The materials available to us were all local. I decided to use stone in various forms, and chose a smooth site-finished terrazzo in this lovely pale creamy colour for around the pool (see here ). It all tones in beautifully with the surrounding landscape because it is made from it.
Amorphous beds are cast directly into the terrazzo and make sheltered places to hang out. I outcropped a few big boulders into them for texture and as a reminder of the rock-strewn landscape beyond the house.
In the courtyard a quiet mixture of pennisetum, westringia and the native African black olive sit well with the pale Meru stone walls.
Having needle-shaped leaves certainly helps conserve water and makes the westringia, rosemary and erigeron happy bedfellows (above). Our client, right at the very beginning of the work, saved a venerable black olive as the site was being cleared (below). The pleasure of lying beneath it as the pool juts out into the wild is a sumptuous feeling. It’s not uncommon for an elephant’s trunk to appear over the end of the pool. Water is for sharing.

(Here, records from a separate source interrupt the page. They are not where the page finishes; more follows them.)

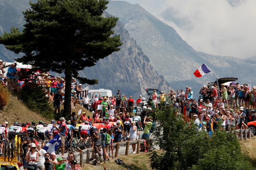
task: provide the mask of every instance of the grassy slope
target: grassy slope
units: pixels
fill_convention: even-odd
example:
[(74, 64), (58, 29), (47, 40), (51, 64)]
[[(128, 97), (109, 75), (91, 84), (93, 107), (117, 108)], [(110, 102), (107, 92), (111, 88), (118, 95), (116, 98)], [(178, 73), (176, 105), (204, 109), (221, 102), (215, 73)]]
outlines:
[[(75, 112), (77, 114), (79, 109), (82, 109), (83, 111), (86, 112), (87, 115), (92, 117), (92, 114), (89, 111), (77, 105), (76, 106), (76, 109), (71, 109), (72, 112)], [(38, 122), (39, 120), (47, 123), (49, 123), (50, 121), (36, 112), (29, 110), (22, 101), (18, 99), (17, 96), (11, 94), (10, 94), (9, 101), (6, 106), (3, 110), (0, 110), (0, 123), (6, 121), (10, 124), (15, 122), (23, 123), (33, 121)]]
[(256, 136), (250, 140), (240, 141), (241, 147), (244, 153), (247, 154), (254, 167), (256, 167)]
[[(129, 154), (127, 156), (121, 155), (118, 156), (126, 164), (131, 167), (132, 169), (138, 170), (151, 169), (148, 163), (149, 157), (146, 153), (141, 153), (139, 154)], [(116, 158), (113, 159), (111, 158), (110, 161), (106, 161), (105, 165), (106, 169), (108, 170), (115, 170), (127, 169), (121, 165), (118, 165), (114, 161)], [(103, 170), (103, 162), (101, 163), (100, 166), (95, 166), (91, 164), (85, 164), (83, 170)]]

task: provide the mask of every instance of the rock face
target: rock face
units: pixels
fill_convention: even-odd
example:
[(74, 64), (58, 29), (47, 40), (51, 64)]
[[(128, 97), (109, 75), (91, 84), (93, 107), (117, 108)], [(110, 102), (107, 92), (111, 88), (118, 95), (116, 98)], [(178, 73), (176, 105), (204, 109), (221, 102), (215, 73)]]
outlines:
[[(13, 0), (1, 1), (0, 16), (2, 17), (2, 19), (7, 17), (10, 18), (0, 20), (0, 26), (3, 28), (3, 32), (0, 31), (0, 35), (3, 31), (9, 31), (12, 26), (22, 28), (24, 21), (23, 18), (20, 19), (21, 16), (23, 17), (21, 12), (29, 7), (29, 1), (28, 0), (22, 0), (19, 3), (14, 3)], [(6, 8), (8, 8), (8, 10), (2, 10)], [(6, 13), (8, 10), (10, 12), (10, 15), (6, 16), (8, 14)], [(106, 13), (105, 15), (109, 16)], [(13, 21), (7, 24), (8, 20)], [(99, 80), (99, 84), (90, 86), (90, 89), (111, 89), (113, 94), (120, 89), (122, 94), (132, 95), (135, 98), (140, 94), (145, 95), (144, 89), (146, 88), (157, 88), (165, 91), (169, 90), (170, 86), (163, 76), (158, 75), (150, 63), (148, 58), (136, 41), (130, 37), (121, 22), (118, 22), (114, 30), (116, 34), (120, 35), (123, 43), (120, 51), (100, 60), (96, 65), (86, 68), (79, 72), (82, 76)], [(0, 58), (12, 61), (18, 56), (5, 49), (2, 45), (0, 45)]]
[[(108, 6), (106, 11), (119, 18), (157, 71), (175, 89), (192, 84), (192, 89), (199, 89), (201, 87), (199, 86), (215, 81), (211, 73), (199, 78), (193, 75), (204, 63), (219, 78), (235, 77), (240, 84), (255, 84), (256, 65), (255, 62), (251, 62), (253, 59), (243, 60), (196, 51), (173, 28), (138, 4), (112, 1)], [(179, 21), (179, 24), (186, 23), (186, 21), (174, 21), (176, 23)]]

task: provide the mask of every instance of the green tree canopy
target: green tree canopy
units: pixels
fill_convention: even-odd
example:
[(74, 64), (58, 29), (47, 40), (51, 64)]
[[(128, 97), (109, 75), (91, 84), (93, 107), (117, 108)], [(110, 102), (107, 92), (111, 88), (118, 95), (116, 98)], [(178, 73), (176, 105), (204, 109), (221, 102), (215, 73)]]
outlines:
[(71, 111), (72, 77), (82, 84), (95, 79), (79, 76), (78, 71), (119, 50), (122, 44), (112, 29), (118, 18), (102, 17), (106, 0), (38, 0), (23, 13), (26, 23), (20, 32), (11, 29), (0, 43), (24, 55), (17, 61), (42, 70), (64, 73), (64, 113)]

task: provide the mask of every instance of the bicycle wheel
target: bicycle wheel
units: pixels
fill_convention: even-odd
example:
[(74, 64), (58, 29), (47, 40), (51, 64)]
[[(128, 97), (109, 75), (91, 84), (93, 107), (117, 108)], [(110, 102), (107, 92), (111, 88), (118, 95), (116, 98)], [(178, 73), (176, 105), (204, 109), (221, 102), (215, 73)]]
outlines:
[(71, 140), (71, 143), (70, 144), (70, 150), (72, 152), (75, 151), (76, 149), (75, 142), (76, 141), (74, 139)]

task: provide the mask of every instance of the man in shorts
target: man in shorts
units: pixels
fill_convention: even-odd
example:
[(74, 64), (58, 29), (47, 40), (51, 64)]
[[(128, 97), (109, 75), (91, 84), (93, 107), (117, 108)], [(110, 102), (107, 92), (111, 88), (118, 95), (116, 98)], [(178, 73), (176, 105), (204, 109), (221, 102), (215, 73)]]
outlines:
[(59, 114), (60, 111), (60, 102), (63, 101), (61, 90), (58, 90), (57, 93), (54, 95), (53, 100), (53, 106), (55, 108), (54, 113), (56, 114), (58, 110), (58, 114)]
[(60, 118), (60, 120), (61, 122), (61, 124), (60, 125), (59, 127), (57, 127), (57, 126), (55, 124), (53, 125), (53, 126), (60, 133), (59, 133), (61, 135), (61, 144), (60, 147), (61, 151), (61, 157), (64, 158), (64, 151), (65, 150), (65, 141), (66, 140), (66, 137), (67, 135), (68, 131), (68, 130), (67, 125), (65, 122), (65, 118), (61, 117)]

The architect, Alex Michaelis, is an old friend of many years and projects standing and we understand each other easily, so found it effortless to blend the feel of the hard landscaping with the house design. We are both half-French, so the language of hill villages, scarce water and monastic living is in our veins. Making a project like this work well is dependent on creating a local team of like-minded people who can understand and carry out the vision. I was very lucky to meet Michael Dyer, who heads up the conservancy, and drill him for locally appropriate information. We flew in his rickety Cessna over the local estates and I could see the devastating effect of erosion from overgrazing and lack of water. I ended up with a dream team. Llewellyn Dyer, a young Kenyan permaculture farmer, became my chief of staff and helped execute the scheme in tandem with running his farm. Ben Jackson created the hard landscape. He speaks fluent Swahili and is preternaturally good with many idioms of building. We would discuss details, he would translate them into Swahili and the local guys would fly into action. I needed the help on the ground – at one point we had 450 people working for us. The craftsmanship was beautiful.
The gardens are modest in relation to the wider landscaping. They are centred in the internal courtyard and beside the beautiful infinity pool that sits on the ‘elephant ha-ha’ designed to keep the humans safe. The terraces sit above the landscape and allow a ringside seat to all the passing animals.
The courtyard is calm, still and completely protected. Here I used water in a large pool and in pots to cool the space. Using variants of native plants makes a gentle mix of planting, and growing at almost visible speed are three thorny yellow fever trees that will create shade and texture as they emerge from the colonnaded space.
Blending together the people, the materials and the planting with the wider ethos of the conservancy and its overarching responsibility for protecting and caring for nature made this an extremely satisfying process.
The dead cedars that litter the landscape become effortlessly sculptural within the courtyard. I’m happy if they stay and become hosts for the climbers and perches for the birds.
Here is the elephant ha-ha bathed in evening light, showing all the millions of clumps of wild tussock grass we planted to stabilize the earth after the turmoil of building.
I found the five vast pots on a nursery visit and persuaded the owner to sell them to us complete with their little cream water lilies. In the middle of the dry landscape they are tiny miracles of life. Myriad birds visit them each day and the dragonflies are never far away.